18. až 19. století v Evropě a 20. století v USA a popisuje tehdy panující systematický státní útlak a podmínky, které učinily boj za gay práva nemožným.

Druhá kapitola se zabývá průkopnickými snahami o raný gay aktivismus v období od 50. let do doby před Stonewallskými nepokoji na konci 60. let. Popisuje, jak hnutí za gay práva vzniklo zprvu jako radikální hnutí, ve kterém záhy převládl značně umírněný proud, aby se v pozdních 60. letech začalo znovu radikalizovat.

Třetí kapitola je věnována Stonewallským nepokojům. Seznamuje čtenáře se stavem, ve kterém se gay komunita v New Yorku roku 1969 nacházela, a s podmínkami, které panovaly v baru Stonewall Inn, a zachycuje dynamiku osudné noci, která zažehla celostátní Gay Power hnutí.

Čtvrtá kapitola popisuje, jak byla homosexualita tradičně zobrazována ve filmu.

Analyzuje Lva v Čaroději ze země Oz jako archetyp zženštilého homosexuála a vysvětluje, jak se tento archetyp později proměnil v homosexuála jako šíleného zločince a vraha.

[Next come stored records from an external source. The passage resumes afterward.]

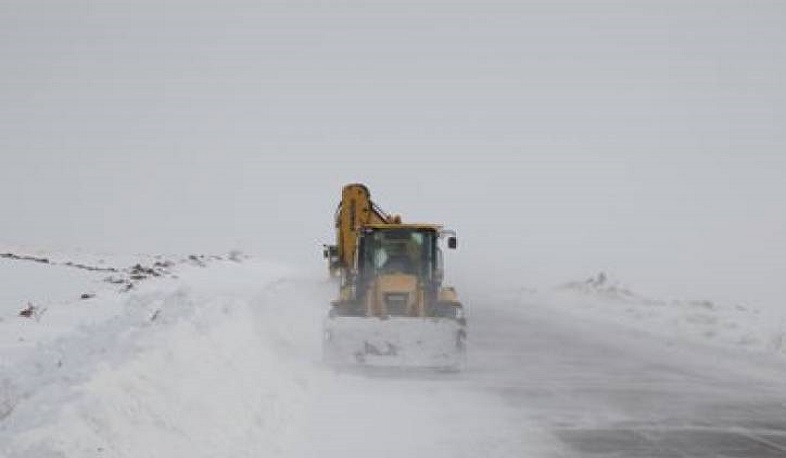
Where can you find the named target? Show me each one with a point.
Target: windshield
(407, 251)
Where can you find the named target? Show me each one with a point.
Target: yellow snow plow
(392, 309)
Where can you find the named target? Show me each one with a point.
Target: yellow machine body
(392, 307)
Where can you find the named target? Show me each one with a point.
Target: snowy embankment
(700, 321)
(215, 357)
(192, 360)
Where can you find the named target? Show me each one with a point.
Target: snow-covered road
(606, 390)
(224, 360)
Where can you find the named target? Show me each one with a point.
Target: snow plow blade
(405, 342)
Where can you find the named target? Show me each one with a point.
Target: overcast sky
(644, 138)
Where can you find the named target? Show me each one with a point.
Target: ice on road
(224, 360)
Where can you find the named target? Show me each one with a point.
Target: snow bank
(737, 325)
(209, 364)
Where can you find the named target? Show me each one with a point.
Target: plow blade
(405, 342)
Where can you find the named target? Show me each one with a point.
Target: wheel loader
(392, 308)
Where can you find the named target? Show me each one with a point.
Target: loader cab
(399, 250)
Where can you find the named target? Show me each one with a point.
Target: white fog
(644, 140)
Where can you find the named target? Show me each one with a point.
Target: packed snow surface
(221, 356)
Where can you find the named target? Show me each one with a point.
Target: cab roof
(416, 226)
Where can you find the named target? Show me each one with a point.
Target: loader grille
(396, 303)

Poslední kapitola přináší detailní analýzu Watersových prvních celovečerních filmů. Každý film je prezentován v rámci dříve poskytnutého historického kontextu.

69 Práce komentuje scény, motivy a dialogy, které se jeví, že mají přímou souvislost s tím, jak k homosexualitě přistupovala většinová populace a jak homosexuálové smýšleli sami o sobě. Práce popisuje, jak se postupem času měnil charakter jednotlivých postav a způsob, jakým Waters přistupuje k perverzitě. Práce dokazuje, že tyto motivy jsou přímo provázány s tehdy probíhajícími společenskými změnami a že Watersovy filmy v sobě zachycují postupný vývoj sílícího Gay Power hnutí.